IV
Auvers-sur-Oise ao sol febril.
Homem entre verdes tão verdes, que azuis são.
É duro estar vivo em constante ruminação.
Tanto isto pode ser sonho como Abril.
Tomemos absinto olhando o jogo de bilhar.
Vivamos pobre mas não miseravelmente.
Vi ontem uns sapatos que pretendo comprar.
Corto no tabaco até ajuntar o suficiente.
O pobre V. está quase louco em seu casebre.
Estas árvores ramalham enigmas inconfessáveis.
Levemos-lhe um caldo de couve com lebre.
Ele tem tido períodos mansos & amáveis.
O velho carteiro é homem de sensibilidade.
Aprendeu a calar-se, lobo previdente.
Socorre uma irmã, farrapo de gente.
Só em casa bebe, evita a publicidade.
Quase o arrastou à cova a morte d’um irmão.
Foi alfim recompondo os bocados de si.
Aposentou-se o velhote, já se não vê por aqui.
Esperemos que lhe dure paz a aposentação.
À sombra do moinho, a cabra mansa.
À janela da pensão, a gaiata rapariga.
Telas profundas, que só a morte alcança.
Ouro perpendicular, o caule sobe à espiga.
V. nasceu depois do primeiro, um nado-morto.
Achou sempre que por tal o culpavam.
Nem perdão lhe pediam, nem desculpa lhe davam.
Dizia-se ao espelho: Conheces a dor, conheces a dor tu?
Revoluteiam as estrelas ao frio panglacial.
Há lenha seca rachada no velho celeiro.
Não vás ao Café! Ou então come primeiro!
Amanhã ’inda talvez te chegue um postal.
O Père T. cuidou de V. como pôde & sabia.
A solidão é pedra, não há água que a fure.
A obra sobreviva ao corpo que não dure.
Paris também morre ao gume da mouraria.
Mulheres ermas, canteiros de homem nenhum.
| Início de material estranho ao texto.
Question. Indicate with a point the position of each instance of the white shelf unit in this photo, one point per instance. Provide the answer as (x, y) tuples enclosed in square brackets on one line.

Estéreis como areais, daninhas, rancorosas.
Mais cuidam de estrume do que cuidam de rosas.
V. delas fugiu, nem se despediu, deixou recado a um
outro inquilino, G., seboso & franzino
que lhe comprava pão, tabaco & selos.
Só G. deu a V. instantes singelos,
desses que perduram da era de menino.
Só a indiferença é fiel, tal o esquecimento.
Surpreendido no campo pela tempestade,
reconheceu na Natura a única potestade:
e sem Deus volveu à pensão em moroso andamento.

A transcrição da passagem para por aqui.